I once wrote a smaller version of this and learned exactly where the walls are.
NomadCrew is a real-time group-travel backend I built in Go. The chat, presence, and live-location features all ride one WebSocket hub, and the hub is honest about its job: each connection runs three goroutines (read, write, ping) coordinated through context cancellation, a sync.RWMutex guards the map of active connections, and outbound events go through a buffered channel of 256 that drops events on overflow instead of blocking the hub. Messages persist and replay on reconnection. It works. People plan trips on it.
Then you ask one question that the whole design quietly assumed away, and the floor disappears: what happens when the recipient is offline, and on a different box?
Inside one process, that RWMutex-guarded map is the entire routing table. You look up the recipient, you have their connection, you write to it. Done. The trouble is that one process holds a few hundred thousand sockets at most before the operating system and the runtime start fighting you, and a planet has billions of people. The moment you need a second box, the recipient you want is no longer in your map. WhatsApp's entire architecture is the answer to that one sentence, scaled until it covered roughly half the planet on a few hundred machines. This is a Design X interview where the obvious answer ("use WebSockets, they're real-time") is the first sentence and everything that earns the offer comes after it. So let me retrace it the way I'd retrace my own hub if someone told me it now had to serve two billion users. At each step the pattern is the same. NomadCrew does X. At WhatsApp's scale that exact line forces Y.
The connection is the product
Start with the thing that is actually expensive, because it is not the thing beginners point at. Messaging volume sounds enormous and is, in fact, easy. WhatsApp moved around 50 billion messages a day, and on one record day pushed 18 billion (about 7 billion in, 11 billion out, the gap being group fan-out). Spread over a day, that is a few hundred thousand a second, and a single well-tuned machine can route it. Raw message throughput is not where this system lives or dies.

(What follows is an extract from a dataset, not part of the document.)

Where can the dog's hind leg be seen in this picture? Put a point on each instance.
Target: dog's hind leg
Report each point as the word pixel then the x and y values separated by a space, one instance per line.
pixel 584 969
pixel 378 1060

What is genuinely hard is that every online device holds one persistent connection open for its entire session, and almost all of those connections are doing nothing at any given instant. You, right now, probably have WhatsApp connected and silent. The connection server's job is to own tens of millions of mostly-idle sockets cheaply, and "cheaply" is the load-bearing word. A socket that sends one message an hour still costs a file descriptor, kernel buffer, a scheduler slot, and memory, all day. Multiply by tens of millions and the cost of doing nothing becomes the whole problem.

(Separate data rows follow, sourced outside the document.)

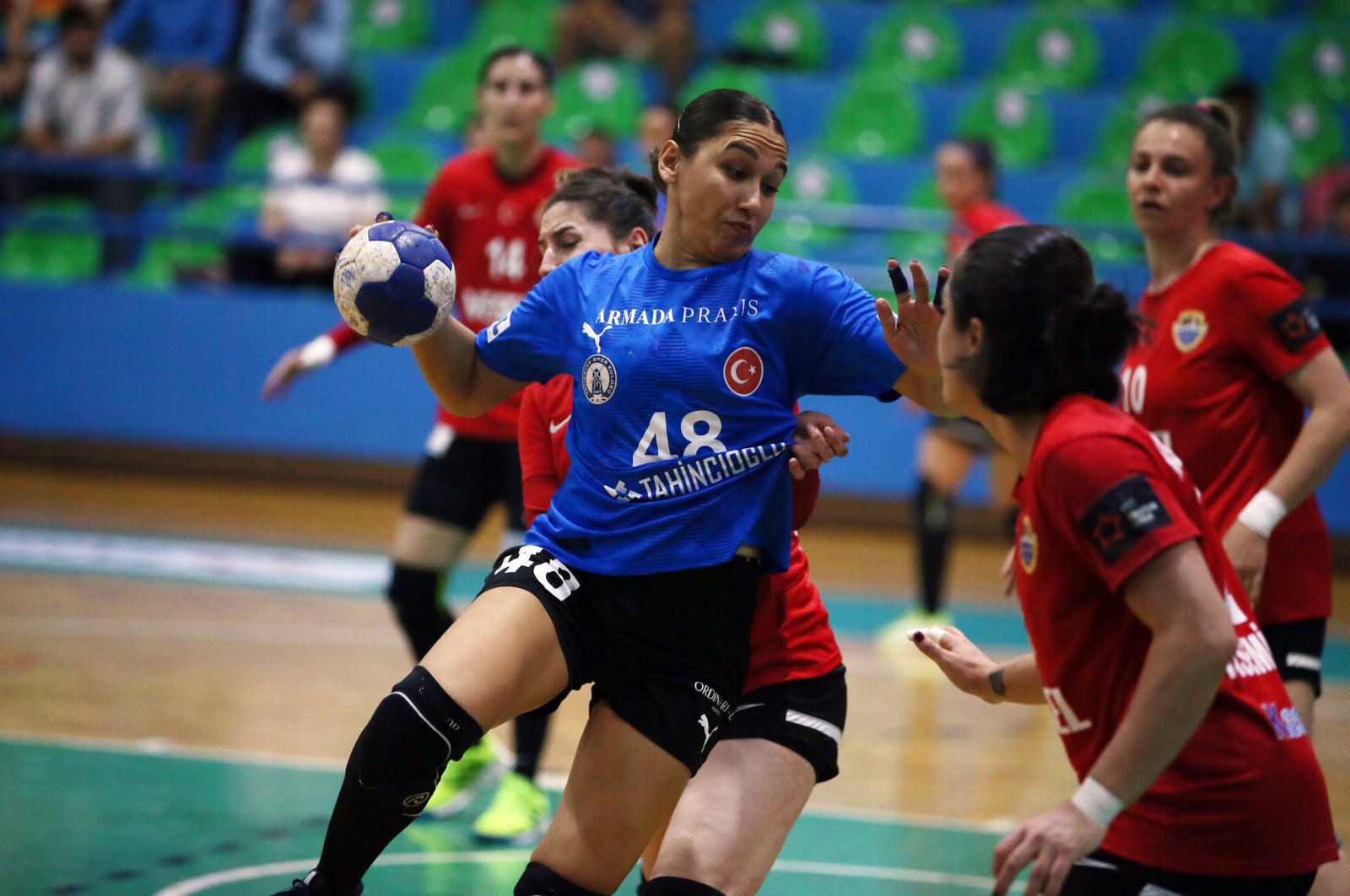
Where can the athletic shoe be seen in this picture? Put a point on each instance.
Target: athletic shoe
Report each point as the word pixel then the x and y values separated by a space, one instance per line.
pixel 895 636
pixel 476 769
pixel 315 886
pixel 517 815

The transport was a customized version of XMPP, the Extensible Messaging and Presence Protocol↗ standardized in RFC 6120, running over a long-lived TCP socket with TLS, trimmed to cut handshake bytes on bad mobile networks. A common confusion treats XMPP and WebSocket as competing choices, but they sit on different layers: XMPP is the grammar of what you say, the socket is the pipe you say it through. My NomadCrew hub runs a thinner grammar, a JSON event envelope, over the same kind of pipe.
A persistent connection also needs a heartbeat, which is why NomadCrew's third goroutine per connection is ping. Mobile networks and NAT timeouts drop idle TCP connections silently; without a periodic ping-pong both ends believe they are connected to a corpse, and the server keeps trying to deliver to a socket that is already gone.

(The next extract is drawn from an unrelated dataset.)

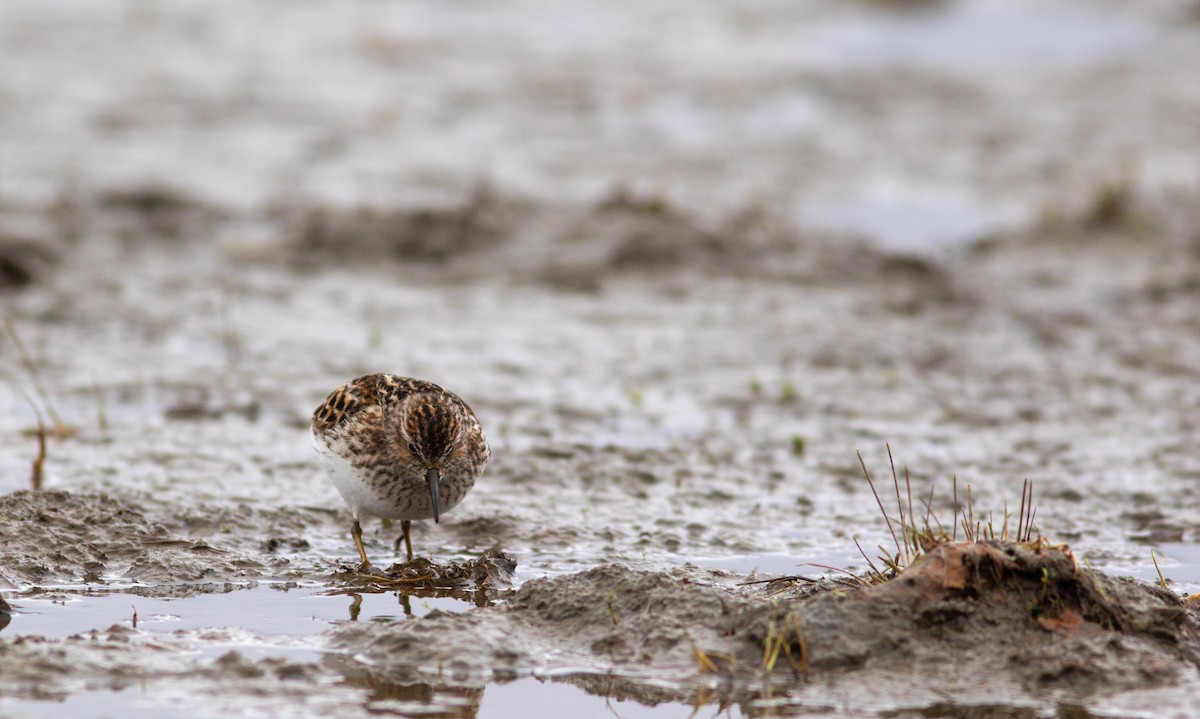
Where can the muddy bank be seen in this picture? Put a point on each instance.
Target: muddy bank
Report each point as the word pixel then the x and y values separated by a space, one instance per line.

Where is the recipient? The registry is the real data structure
When NomadCrew routes a message, the recipient's connection is a value in a map I already hold. Split across hundreds of boxes, that connection lives in some other process's map, on some other machine, and your local map cannot see it. You need a shared answer to one question asked millions of times a second: which server currently holds the socket for user B?
That mapping, user to server, is the connection registry, and it is the actual core data structure of a planet-scale chat system. Not the message store. The registry. When A sends to B, A's chat server consults the registry, finds B is held by chat server 47, and forwards the message there over the internal network, where server 47 writes it down B's live socket. The full path: client A, sticky load balancer, chat server A, registry lookup for B, chat server B, client B.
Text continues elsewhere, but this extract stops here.